Excellent article from Alternet.org:
What Santorum and his allies realize is that democracy cannot function without an informed citizenry and that, in the absence of such a citizenry, we have a public disinvested from either thinking reflectively or acting responsibly. There is nothing more feared by this group of fundamentalists than individuals who can actually think critically and reflectively and are willing to invest in reason and freedom rather than a crude moralism and a reductionistic appeal to faith as the ultimate basis of agency and politics. What Santorum and his appeal to theocracy longs for is a crowd of followers willing to lose themselves in causes and movements that trade in clichés and common sense. This is the Tea Party crowd with their overt racism, dislike for critical thought and longing for outlets through which they can vent their anger, moral panics and hatred for those who reject their rigid Manichean view of the world. This is a crowd that embraces the likes of Santorum and other fundamentalists because they provide the outlets in which such groups can fulfill their desire to be amused by what might be called the spectacle of anti-politics.

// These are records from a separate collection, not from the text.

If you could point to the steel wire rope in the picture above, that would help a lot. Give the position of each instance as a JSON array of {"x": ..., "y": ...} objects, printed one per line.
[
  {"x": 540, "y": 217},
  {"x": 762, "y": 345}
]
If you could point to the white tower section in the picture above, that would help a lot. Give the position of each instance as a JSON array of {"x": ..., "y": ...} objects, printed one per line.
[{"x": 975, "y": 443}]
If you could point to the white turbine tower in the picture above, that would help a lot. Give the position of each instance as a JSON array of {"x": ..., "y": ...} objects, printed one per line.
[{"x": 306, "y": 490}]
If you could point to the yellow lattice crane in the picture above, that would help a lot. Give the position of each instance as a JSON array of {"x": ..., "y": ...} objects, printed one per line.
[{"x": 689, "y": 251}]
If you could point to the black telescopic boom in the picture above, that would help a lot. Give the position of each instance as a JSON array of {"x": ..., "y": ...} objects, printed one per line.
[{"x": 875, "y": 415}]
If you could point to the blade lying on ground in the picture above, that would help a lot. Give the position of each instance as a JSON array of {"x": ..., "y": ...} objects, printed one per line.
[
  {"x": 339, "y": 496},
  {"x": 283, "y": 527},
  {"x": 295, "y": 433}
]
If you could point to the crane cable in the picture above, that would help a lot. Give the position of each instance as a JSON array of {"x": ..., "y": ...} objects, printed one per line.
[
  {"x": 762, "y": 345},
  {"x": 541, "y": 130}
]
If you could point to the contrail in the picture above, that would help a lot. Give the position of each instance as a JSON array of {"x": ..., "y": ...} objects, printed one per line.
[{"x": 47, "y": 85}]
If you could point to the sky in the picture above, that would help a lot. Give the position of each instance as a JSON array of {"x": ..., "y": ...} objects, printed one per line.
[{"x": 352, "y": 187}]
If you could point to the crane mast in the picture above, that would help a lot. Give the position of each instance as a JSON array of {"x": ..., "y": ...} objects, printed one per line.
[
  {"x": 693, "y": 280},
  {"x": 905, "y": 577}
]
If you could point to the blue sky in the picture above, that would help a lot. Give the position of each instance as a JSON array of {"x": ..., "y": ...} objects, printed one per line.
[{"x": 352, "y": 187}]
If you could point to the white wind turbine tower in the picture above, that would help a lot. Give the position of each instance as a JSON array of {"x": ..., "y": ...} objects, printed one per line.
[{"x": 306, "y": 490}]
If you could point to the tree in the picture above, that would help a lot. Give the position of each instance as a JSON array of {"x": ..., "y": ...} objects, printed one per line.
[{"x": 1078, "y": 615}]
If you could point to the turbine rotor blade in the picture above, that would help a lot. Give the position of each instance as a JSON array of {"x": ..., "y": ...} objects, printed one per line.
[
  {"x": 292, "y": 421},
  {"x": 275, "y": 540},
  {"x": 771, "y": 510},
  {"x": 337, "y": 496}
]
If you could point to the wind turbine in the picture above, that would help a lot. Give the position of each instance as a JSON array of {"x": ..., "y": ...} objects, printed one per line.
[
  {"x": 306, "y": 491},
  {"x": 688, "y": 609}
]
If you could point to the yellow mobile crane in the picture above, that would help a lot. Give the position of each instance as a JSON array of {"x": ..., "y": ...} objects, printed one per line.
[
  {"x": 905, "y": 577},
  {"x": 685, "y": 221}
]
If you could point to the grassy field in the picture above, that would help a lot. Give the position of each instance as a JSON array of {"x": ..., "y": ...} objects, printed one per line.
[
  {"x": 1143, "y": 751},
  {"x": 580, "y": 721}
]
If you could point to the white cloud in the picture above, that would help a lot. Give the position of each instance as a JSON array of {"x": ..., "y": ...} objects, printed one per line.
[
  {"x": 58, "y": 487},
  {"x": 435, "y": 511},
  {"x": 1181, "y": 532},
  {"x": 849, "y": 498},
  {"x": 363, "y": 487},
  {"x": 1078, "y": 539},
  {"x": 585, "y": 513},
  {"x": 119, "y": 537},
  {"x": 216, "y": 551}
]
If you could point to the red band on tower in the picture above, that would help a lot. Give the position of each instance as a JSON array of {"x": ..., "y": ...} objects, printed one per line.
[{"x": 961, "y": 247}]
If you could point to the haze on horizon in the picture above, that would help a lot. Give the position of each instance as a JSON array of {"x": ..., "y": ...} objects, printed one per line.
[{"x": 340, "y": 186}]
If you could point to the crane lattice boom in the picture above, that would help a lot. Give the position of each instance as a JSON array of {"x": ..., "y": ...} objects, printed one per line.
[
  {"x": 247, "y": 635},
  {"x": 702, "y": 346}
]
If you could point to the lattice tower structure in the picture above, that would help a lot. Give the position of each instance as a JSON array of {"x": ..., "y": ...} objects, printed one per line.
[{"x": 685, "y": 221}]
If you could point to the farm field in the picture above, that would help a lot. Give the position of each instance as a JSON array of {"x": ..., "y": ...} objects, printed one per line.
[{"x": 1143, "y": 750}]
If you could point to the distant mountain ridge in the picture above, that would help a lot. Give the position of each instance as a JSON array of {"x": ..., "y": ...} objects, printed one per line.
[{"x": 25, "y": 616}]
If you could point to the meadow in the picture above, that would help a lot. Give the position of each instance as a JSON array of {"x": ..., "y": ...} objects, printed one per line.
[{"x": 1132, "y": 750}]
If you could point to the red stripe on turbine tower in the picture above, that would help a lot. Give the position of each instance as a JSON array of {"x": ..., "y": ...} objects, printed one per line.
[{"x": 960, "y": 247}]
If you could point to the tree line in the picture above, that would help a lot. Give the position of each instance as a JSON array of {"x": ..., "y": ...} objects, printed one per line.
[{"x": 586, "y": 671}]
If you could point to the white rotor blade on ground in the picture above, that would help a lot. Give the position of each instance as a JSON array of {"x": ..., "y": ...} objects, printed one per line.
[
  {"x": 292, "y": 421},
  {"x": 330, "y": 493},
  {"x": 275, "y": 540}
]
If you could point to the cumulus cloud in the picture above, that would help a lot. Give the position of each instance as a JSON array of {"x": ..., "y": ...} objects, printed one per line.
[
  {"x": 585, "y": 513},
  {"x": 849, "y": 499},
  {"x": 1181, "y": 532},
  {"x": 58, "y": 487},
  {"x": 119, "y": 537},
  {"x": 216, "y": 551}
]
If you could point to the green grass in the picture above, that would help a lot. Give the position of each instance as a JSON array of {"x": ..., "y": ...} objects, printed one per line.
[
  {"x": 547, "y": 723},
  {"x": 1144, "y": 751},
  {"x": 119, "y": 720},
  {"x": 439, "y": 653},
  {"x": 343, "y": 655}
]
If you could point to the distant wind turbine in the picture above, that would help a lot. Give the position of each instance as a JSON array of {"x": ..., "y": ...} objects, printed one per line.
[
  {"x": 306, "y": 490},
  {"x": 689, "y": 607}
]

As the anti-public politicians and administrative incompetents in Arizona made clear in their banning ethnic studies and censoring books critical of a conflict-free version of American history, critical pedagogy is especially dangerous. Not only does it offer students a way of connecting education to social change, it also invokes those subordinated histories, narratives and modes of knowledge in an attempt to give students often rendered voiceless the capacities to both read the word and the world critically. But the religious fanatics and privatizing fundamentalists do more than censor critical thought; they also substitute a pedagogy of punishment for a pedagogy of critical learning. Too many children in America now attend schools modeled after prisons. Schools have become places where the challenge of teaching and learning has been replaced by an obsession with crime, punishment and humiliation. Too many young people are being charged with criminal misdemeanors for behaviors that are too trivial to criminalize.